SPAIN’S INTERIOR Minister says national threat level will be kept at second-highest after reviewing details of last week’s Manchester terror attack.
After reviewing details of the recent suicide attack at a pop concert in Manchester, Spain’s Interior Ministry has decided to keep the country’s terrorism threat level at 4, the second highest.
This level was activated in June 2015 in the wake of attacks in Tunisia, France and Kuwait, and means increased monitoring of critical infrastructure such as airports, nuclear power plants and travel hubs.
Interior Minister Juan Ignacio Zoido announced the decision after presiding a meeting of counter-terrorism experts who have been gathering once a week for the last two years.
Zoido said that the circumstances of this latest Jihadist attack are such that Spain’s level does not need to be modified. There are no known links between the Manchester bomber and individuals living in Spain.
However, experts are recommending that the police participate in security measures at crowded public events such as soccer games and music concerts.

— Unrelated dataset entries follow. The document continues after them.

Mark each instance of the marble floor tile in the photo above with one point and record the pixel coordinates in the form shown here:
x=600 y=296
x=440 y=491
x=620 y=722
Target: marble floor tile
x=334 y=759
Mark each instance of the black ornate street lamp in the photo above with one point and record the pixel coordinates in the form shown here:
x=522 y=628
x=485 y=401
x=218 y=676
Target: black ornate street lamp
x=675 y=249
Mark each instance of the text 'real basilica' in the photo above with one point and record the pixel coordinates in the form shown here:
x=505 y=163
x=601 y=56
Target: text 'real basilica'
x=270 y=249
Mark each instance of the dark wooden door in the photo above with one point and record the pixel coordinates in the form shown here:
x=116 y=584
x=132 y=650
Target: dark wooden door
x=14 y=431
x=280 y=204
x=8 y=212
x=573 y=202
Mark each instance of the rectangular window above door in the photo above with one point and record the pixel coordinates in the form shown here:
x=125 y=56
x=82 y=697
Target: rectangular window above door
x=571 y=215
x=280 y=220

The police are being asked to maintain “a permanent state of tension” during the entire duration of these events, and to not let their guard down until attendees have left the area.
“I ask that there be no relaxation of any kind,” said Zoido.
A day earlier, Catalonia’s head of internal affairs, Jordi Jané, had made similar recommendations in light of the fact that the Manchester bomber blew himself up as the concert by US singer Ariana Grande was practically over.
Additional police patrols were sent out in December of last year following the attack on a Berlin Christmas market.
The police are asked to maintain “a permanent state of tension” at crowded events
Zoido also called on citizens to cooperate with law enforcement in the detection of potential Jihadists.
The minister underscored that this kind of assistance has already led to several arrests, and expressed rejection of the kind of media leaks about the Manchester bombing that have prompted protests by the governments of Britain and the US. Zoido said it is “essential and fundamental” to keep these kinds of inquiries secret.
The minister rejected a petition by some political parties to call a meeting of signatories of Spain’s Anti-Terrorist Pact, a cross-party agreement to work together on issues of national security.
Zoido said he would inform each and every one of the political groups in parliament about the conclusions of this week’s counter-terrorism meeting.
A recent study found that Spain heads the list of EU nations with the biggest death toll from 21st-century terrorism, with Britain second on the list.